I started to write
generic answers about Attachment Parenting and Cherri, the co-proprietor
of this site, caught me at it. I
have been a pediatrician for over twenty years and the vast majority
of my patients co-sleep and take their babies with them rather
than leaving them. They respond as fast as they can to crying
and they also listen for more subtle cues.
I support this
type of parenting for reasons almost too numerous to list, but
I'll try.
Intrauterine babies
have the last "free lunch" and once they are out, they
try to continue that incredibly tight relationship and continued
influx of calories and food. They want to nurse at all hours of
the day and night and want to be hugged and cuddled and carried
and are 100% "non-spoilable."
You can spoil a
three year old if he cries for a cookie and you give him a cookie;
he will learn to cry for a cookie. When your baby cries, it is
her highest level of communication and she's speaking about the
most basic human and physiologic needs: hunger, warmth, trust,
cuddles. If you tell her to wait because it's only 3:45 instead
of four o'clock, the feelings you engender are that she's not
as important as she thought and . . . you're not as smart as you
looked!
Turn this upside
down: "What do you want and when would you like it and omigosh!
you still want more?" This will set your family up for that
time toward the end of the first year of life when you can say,
"Waitaminit . . . please." You can look your baby right
in the eye and tell her that she is still the most important powerful
person in that he world but that you fibbed a little when you
told her she was the Queen of England. She can handle a "demotion"
to family member instead of autocrat. The foundation for that
"behavior modification" comes from extra love and cuddling
during the first year, not from letting her cry it out when she
needs more food or hugs. Conventional American childrearing gets
this whole concept backwards.
Safety is the most
important aspect of attachment parenting for many people. A baby
in the Family Bed, worn in a sling or similar device and not left
in the care of non-parents during the early months is the safest
possible baby. I realize that many people have babysitters or
other help may not want to "wear the baby" but I certainly
strongly support those who do.
My best example:
After nine months of planning and hard preparatory work, you open
a flower shop. Of course, you have to get up at 3 AM to go to
the market downtown to get the best flowers and the best buys
and then you have to get set up and open your store by 9AM. The
profit margin is not high so you have to work the store yourself
for 10-12 hours and then do the books, make the deposit, clean
up and more. With any luck, you may be in bed at some reasonable
hour and get a few hours of decent sleep--although you may wake
up in the middle of the night with worries about this new endeavor.
Your life will be fuller and rewarding but it's not easy to appreciate
this when you are sleepless and concerned about making this work.
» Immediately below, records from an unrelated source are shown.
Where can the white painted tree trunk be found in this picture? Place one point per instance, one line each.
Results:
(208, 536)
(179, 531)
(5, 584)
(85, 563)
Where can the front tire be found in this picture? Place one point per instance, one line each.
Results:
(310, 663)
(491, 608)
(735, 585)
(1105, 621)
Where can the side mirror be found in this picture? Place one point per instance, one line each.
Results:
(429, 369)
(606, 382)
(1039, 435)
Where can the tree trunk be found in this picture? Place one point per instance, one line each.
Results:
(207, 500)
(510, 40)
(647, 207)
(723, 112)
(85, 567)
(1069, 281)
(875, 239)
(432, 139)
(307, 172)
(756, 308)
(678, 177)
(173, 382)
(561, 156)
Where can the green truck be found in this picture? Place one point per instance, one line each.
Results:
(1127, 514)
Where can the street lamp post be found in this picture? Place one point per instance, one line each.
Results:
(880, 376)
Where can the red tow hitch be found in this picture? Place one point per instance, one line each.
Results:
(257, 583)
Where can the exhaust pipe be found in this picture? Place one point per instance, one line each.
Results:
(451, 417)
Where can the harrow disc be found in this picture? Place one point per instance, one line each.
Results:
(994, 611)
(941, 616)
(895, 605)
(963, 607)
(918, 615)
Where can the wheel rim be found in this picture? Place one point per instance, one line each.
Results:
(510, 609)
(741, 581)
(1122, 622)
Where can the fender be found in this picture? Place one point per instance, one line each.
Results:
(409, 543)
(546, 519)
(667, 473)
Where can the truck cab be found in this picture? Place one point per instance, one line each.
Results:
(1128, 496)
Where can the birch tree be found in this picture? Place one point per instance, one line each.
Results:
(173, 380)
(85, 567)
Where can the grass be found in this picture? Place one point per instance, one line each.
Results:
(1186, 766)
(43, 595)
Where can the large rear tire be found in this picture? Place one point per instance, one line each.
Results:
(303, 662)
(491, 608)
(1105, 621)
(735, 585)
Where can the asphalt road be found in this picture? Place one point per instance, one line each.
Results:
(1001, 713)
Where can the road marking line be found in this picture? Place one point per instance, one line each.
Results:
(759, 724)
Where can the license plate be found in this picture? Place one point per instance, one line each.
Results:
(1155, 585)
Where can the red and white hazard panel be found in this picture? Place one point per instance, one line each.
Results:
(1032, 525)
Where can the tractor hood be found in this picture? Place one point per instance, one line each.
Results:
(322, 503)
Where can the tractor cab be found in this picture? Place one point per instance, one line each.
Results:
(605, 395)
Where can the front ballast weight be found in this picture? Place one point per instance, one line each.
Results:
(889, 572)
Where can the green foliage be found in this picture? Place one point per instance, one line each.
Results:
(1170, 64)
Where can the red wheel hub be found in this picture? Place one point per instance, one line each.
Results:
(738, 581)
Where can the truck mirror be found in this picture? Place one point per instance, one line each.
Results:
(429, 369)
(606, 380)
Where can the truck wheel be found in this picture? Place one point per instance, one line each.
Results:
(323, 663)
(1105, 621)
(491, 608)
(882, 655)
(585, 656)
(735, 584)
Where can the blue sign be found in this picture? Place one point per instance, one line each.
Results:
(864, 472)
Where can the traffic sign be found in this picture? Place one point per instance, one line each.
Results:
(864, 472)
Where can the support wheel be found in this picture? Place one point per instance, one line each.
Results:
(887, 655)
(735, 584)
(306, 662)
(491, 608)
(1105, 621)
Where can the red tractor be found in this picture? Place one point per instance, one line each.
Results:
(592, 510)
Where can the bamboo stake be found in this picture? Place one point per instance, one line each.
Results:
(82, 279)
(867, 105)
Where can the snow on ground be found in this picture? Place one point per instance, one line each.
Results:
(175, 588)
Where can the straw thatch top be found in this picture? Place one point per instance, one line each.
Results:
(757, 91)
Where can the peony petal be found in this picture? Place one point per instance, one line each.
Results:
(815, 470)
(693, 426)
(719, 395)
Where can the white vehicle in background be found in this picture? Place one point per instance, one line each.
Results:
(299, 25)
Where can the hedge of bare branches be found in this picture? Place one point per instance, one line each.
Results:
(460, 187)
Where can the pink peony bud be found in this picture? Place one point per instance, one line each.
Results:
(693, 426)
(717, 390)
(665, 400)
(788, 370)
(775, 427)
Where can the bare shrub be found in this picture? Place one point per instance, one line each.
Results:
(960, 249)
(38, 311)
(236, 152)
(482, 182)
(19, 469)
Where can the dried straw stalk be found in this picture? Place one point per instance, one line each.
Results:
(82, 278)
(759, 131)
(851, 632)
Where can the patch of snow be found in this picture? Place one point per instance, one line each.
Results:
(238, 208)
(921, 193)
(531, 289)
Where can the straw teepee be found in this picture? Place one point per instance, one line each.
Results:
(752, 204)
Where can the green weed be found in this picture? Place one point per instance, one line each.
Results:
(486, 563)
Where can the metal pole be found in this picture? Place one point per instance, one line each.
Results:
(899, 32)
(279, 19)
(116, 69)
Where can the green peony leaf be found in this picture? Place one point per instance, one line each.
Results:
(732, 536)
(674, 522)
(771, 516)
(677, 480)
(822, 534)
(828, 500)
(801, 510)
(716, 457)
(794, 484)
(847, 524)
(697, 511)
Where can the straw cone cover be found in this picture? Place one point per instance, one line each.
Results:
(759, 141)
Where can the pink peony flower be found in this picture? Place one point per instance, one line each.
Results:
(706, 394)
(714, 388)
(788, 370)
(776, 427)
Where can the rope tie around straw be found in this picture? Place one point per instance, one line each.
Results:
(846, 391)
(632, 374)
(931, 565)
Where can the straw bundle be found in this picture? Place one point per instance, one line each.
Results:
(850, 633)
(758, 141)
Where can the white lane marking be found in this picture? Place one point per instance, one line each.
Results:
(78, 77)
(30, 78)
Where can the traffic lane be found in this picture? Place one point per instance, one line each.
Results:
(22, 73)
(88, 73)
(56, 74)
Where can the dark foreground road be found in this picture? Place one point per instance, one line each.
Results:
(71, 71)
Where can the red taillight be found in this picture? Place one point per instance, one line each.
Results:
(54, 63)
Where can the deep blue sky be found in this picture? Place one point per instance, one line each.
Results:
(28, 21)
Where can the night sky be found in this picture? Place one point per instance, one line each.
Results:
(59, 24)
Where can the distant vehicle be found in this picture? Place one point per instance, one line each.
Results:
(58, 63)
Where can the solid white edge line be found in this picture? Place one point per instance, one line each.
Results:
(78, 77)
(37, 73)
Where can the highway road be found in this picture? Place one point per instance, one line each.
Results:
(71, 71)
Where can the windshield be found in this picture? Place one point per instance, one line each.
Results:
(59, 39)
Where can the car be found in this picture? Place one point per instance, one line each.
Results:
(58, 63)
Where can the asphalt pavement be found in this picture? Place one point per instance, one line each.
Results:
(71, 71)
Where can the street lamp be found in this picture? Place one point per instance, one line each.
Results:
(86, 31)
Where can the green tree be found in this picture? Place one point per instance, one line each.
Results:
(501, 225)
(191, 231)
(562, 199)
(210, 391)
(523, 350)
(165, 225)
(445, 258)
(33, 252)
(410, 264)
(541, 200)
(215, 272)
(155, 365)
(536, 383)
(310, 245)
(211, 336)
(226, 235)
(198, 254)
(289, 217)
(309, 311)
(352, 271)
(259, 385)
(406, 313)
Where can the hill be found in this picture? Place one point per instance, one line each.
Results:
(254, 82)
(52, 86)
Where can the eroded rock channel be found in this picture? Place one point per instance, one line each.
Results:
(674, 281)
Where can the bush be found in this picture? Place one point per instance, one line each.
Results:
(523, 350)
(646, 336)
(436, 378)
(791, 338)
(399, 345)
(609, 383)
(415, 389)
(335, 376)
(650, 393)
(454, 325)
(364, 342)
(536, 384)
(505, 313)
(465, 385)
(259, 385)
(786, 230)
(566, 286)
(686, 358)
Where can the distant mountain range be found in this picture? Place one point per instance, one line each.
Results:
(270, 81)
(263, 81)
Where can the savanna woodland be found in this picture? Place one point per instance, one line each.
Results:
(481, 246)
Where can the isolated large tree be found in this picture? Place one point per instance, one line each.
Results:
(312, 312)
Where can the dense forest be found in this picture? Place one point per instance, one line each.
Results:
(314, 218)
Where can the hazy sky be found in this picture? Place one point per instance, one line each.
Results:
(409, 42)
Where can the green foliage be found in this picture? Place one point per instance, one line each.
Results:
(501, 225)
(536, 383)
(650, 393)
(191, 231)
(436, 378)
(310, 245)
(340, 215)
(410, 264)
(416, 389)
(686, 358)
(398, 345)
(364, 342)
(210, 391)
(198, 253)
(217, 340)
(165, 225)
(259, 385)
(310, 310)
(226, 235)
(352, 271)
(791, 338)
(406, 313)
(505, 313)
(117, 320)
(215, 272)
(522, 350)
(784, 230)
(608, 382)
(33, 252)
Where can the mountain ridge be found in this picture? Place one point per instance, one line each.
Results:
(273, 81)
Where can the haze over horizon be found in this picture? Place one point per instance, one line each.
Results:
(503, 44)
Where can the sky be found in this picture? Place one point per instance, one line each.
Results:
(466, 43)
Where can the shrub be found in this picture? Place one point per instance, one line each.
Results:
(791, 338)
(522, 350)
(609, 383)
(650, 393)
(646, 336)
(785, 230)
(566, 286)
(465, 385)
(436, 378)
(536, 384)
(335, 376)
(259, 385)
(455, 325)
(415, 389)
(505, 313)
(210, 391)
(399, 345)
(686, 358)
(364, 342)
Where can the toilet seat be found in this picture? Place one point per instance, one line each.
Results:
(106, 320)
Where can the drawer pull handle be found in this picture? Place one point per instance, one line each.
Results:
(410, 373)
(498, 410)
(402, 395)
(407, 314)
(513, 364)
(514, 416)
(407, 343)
(Your friends and family think you're nuts for doing this because
they have other conventional ways of running their lives.)
By the end of the
year, you have the prettiest, happiest little flower shop and
countless people remark on it being the finest they have ever
seen. They make comments like, if I knew that I could start a
business which turned out so well, I would open one myself!
Your friends, your
occasionally unsupportive friends, are now laudatory and filled
with compliments for your flower shop and the way you have done
it.
All of this . .
. for a flower shop. If you put the same time, effort and love
into raising your baby, people get upset that you seem to be tired
too much and hardly ever join them for lunch. Oh, well.